Съестные припасы доставлялись к нам в бухту слугами надзирателей, канаками. Это были очень кроткие люди, старавшиеся рядиться как можно лучше во всякие дрянные лоскутки. Своей смесью наивности с хитростью они очень напоминали европейских крестьян.
Однажды, во время канакского восстания, в бурную ночь я услышала стук в дверь моего помещения.
– Кто там? – спрашиваю я.
– Тайо, – слышу ответ.
Я узнала по голосу, что это канаки, которые приносили нам съестные припасы. («Тайо» по-канакски – «друг».)
В самом деле, это были они. Они пришли попрощаться со мной, прежде чем отправиться вплавь к своим, для того чтобы биться «со злыми белыми», как они выражались. На дворе бушевала буря.

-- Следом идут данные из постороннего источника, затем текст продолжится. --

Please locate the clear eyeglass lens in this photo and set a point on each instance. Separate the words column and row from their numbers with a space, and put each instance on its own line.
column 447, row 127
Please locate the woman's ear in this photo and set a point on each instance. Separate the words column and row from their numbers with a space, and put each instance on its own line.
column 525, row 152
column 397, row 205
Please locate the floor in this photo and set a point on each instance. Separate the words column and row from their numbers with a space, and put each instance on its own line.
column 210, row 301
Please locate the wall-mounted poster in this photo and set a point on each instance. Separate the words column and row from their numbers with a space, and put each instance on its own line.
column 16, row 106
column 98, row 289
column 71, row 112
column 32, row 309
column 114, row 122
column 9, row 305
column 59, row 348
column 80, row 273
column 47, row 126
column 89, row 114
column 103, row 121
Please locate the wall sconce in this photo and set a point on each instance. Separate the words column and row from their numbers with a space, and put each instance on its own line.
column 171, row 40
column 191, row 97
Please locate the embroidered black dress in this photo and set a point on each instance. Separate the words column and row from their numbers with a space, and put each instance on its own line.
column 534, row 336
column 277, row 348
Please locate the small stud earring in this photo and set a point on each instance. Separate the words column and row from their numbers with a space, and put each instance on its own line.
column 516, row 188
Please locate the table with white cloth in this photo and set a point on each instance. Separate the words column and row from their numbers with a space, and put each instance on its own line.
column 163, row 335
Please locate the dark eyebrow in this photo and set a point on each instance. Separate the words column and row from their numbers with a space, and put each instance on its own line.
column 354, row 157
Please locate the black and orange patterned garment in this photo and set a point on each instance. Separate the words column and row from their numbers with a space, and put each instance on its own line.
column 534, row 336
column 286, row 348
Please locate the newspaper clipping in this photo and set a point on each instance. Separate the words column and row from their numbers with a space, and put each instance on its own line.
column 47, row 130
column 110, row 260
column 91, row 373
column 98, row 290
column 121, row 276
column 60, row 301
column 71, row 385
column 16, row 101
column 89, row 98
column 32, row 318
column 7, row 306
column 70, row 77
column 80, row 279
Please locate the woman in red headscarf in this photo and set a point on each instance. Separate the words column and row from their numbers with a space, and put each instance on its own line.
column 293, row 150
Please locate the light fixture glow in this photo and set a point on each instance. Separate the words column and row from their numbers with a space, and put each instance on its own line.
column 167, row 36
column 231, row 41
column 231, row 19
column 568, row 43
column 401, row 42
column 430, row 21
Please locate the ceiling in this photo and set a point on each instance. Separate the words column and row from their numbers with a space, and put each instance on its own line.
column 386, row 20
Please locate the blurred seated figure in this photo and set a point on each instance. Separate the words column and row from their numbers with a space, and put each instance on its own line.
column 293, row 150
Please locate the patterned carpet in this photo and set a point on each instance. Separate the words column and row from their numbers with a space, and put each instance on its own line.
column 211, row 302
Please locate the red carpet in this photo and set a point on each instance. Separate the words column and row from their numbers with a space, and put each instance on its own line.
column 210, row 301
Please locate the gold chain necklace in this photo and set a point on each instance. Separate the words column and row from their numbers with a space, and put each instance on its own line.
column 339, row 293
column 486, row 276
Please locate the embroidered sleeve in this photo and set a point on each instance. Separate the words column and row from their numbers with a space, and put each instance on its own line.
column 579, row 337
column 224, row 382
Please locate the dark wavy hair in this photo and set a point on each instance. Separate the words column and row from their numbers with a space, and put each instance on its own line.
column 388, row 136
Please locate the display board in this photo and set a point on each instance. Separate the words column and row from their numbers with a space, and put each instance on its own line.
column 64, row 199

И вот я взяла свой красный шарф времен Коммуны, который мне удалось сохранить, несмотря на тысячи трудностей, разорвала его пополам и раздала им на память.
Восстание канаков было потоплено в крови; мятежные трибы были наказаны расстрелом каждого десятого. Теперь эти трибы вымирают, но колония от этого преуспевает, конечно, не более прежнего.
Однажды утром – это было в начале нашей ссылки – мы увидели новую партию пленников. Это были арабы в своих широких белых бурнусах, сосланные сюда за то, что и они подняли восстание против угнетателей. Эти люди Востока, заброшенные так далеко от своих палаток и стад, были чрезвычайно просты и добродушны и отличались редким чувством справедливости. Они никак не могли понять, за что поступили с ними так жестоко. Бауер, который отнюдь не разделял моего увлечения канаками, по отношению к арабам был одного мнения со мной, и думаю, что каждый из нас с удовольствием увиделся бы еще раз с нашими восточными друзьями по несчастью. Особенно восторженно относились арабы к Рошфору.
Увы! Некоторые из них до сих пор находятся в Каледонии и, вероятно, никогда не будут выпущены оттуда.
Эль-Мокрани, один из тех немногих, которым удалось вернуться, приехал на похороны Виктора Гюго и посетил меня в тюрьме Сен-Лазар, где я тогда находилась, в надежде поговорить со мной; но у него не было официального разрешения, и свидание наше не состоялось.
В последние годы ссылки те из нас, у кого осталась семья во Франции и которым разлука казалась слишком долгой (особенно если у них были дети), стали получать с родины письма, где говорилось о предстоящей амнистии. Но время шло, а амнистии все не было. Бедняги, которые, полагаясь на слова нетерпеливых друзей, ждали ее, начали чахнуть, а многие скоропостижно умирали. Чаще, чем раньше, по горным дорогам тянулись длинные вереницы ссыльных по направлению к кладбищу, которое все более и более расширялось…
II
Возвращение
Те, которые провели пять лет на полуострове Дюко, могли переехать в Нумею, при условии что администрация будет освобождена от всяких забот об их пропитании и одежде.
Им выдавали формальное разрешение на право жительства на материке, причем в документе указывались гражданское состояние ссыльного и его приметы, а на оборотной стороне значилось следующее:
Управление ссылкой Разрешение проживать на материке
Согласно постановлению губернатора от 24 января 1879 г. ссыльный… №… получает разрешение на поселение в Нумее у. .
Ссыльный обязан являться в контору управления в дни отправки европейской почты, к семи часам утра для регистрации; вокруг своего жилища он может свободно передвигаться на восемь километров в любую сторону, но менять своего местожительства не имеет права без особого на то разрешения.
Ссыльный лишается права на получение от администрации одежды, постельных принадлежностей и съестных припасов. В случае болезни он может быть помещен в один из госпиталей для ссыльных, при условии оплаты издержек по его содержанию в госпитале.
Впоследствии такая карточка несколько раз служила мне как удостоверение личности.
Имея диплом учительницы, я стала заниматься с детьми нумейских ссыльных и с детьми городских жителей; затем Симон, мэр Нумеи, предоставил мне уроки пения и рисования в городских школах для девочек; кроме того, от полудня до двух и по вечерам у меня было довольно много частных уроков в городе.